Institutions in Crisis

In response to a series of notable public scandals—accounting fraud at Enron, plagiarism at the New York Times, torture at Abu Ghraib, sexual abuse in the Catholic Church, and steroid use in baseball—the Kenan Institute for Ethics organized an interdisciplinary group of two dozen faculty and graduate students from across Duke University and the United States to examine ethical crisis and change.

While moments of ethical crises offer opportunities for ethical reflection there is little consensus about the best strategies to create effective change in these moments. Indeed, organizations often do the very things that we know don’t work in moments of crisis. So, how do institutions learn to prepare for, respond to, or recover from ethical crises?

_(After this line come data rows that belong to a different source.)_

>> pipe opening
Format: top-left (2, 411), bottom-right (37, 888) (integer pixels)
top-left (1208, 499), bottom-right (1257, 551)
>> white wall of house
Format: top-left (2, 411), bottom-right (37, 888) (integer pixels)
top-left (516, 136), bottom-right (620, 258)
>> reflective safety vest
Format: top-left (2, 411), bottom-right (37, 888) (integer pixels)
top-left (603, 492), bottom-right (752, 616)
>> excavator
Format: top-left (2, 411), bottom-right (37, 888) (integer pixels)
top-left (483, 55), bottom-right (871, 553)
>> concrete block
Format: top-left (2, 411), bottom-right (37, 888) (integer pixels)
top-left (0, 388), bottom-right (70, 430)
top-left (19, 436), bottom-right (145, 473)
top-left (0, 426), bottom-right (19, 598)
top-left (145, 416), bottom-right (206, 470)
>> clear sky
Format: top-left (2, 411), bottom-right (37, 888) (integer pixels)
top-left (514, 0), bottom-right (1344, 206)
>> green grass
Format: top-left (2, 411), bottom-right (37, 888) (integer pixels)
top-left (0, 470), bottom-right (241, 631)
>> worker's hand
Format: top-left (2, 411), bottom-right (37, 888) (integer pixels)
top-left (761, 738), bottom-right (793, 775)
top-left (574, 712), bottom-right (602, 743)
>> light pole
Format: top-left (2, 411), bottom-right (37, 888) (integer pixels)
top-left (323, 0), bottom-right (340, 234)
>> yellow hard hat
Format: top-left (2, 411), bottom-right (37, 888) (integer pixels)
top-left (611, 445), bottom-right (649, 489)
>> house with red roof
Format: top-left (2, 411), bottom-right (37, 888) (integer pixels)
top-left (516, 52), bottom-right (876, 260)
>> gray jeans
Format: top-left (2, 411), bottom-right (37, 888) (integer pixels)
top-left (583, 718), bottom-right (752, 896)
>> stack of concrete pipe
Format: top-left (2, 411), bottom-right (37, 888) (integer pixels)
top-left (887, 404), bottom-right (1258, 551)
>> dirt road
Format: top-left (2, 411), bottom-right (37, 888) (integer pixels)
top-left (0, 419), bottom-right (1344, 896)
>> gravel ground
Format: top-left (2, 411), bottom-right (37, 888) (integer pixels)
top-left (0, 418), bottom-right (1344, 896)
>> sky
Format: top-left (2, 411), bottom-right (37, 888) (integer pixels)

Over the past two years this interdisciplinary research consortium, Changing Institutional Cultures, has been investigating how best to understand, assess and improve the ethical cultures of military, religious, business, and educational institutions. We ask, for example, how the introduction of women into higher education institutions at the turn of the century is similar or dissimilar to the racial integration of the military several decades later. Or why was the racial integration of the Army in the 1950s more successful than gender integration of the Army in the 1990s? In gathering and reviewing the existing research on ethical crisis and organizational change and drawing upon a wide range of faculty expertise—including philosophy, religion, law, psychology, business, and public policy—we have collectively developed a novel, interdisciplinary approach to ethical culture and crisis. Our approach integrates philosophical and theoretical frames across disciplines and combines normative, analytical and policy studies. The core value of our analyses is that they enable faculty and others to more effectively participate in both normative and policy debates about institutional cultures—what they are and how they can and should be better.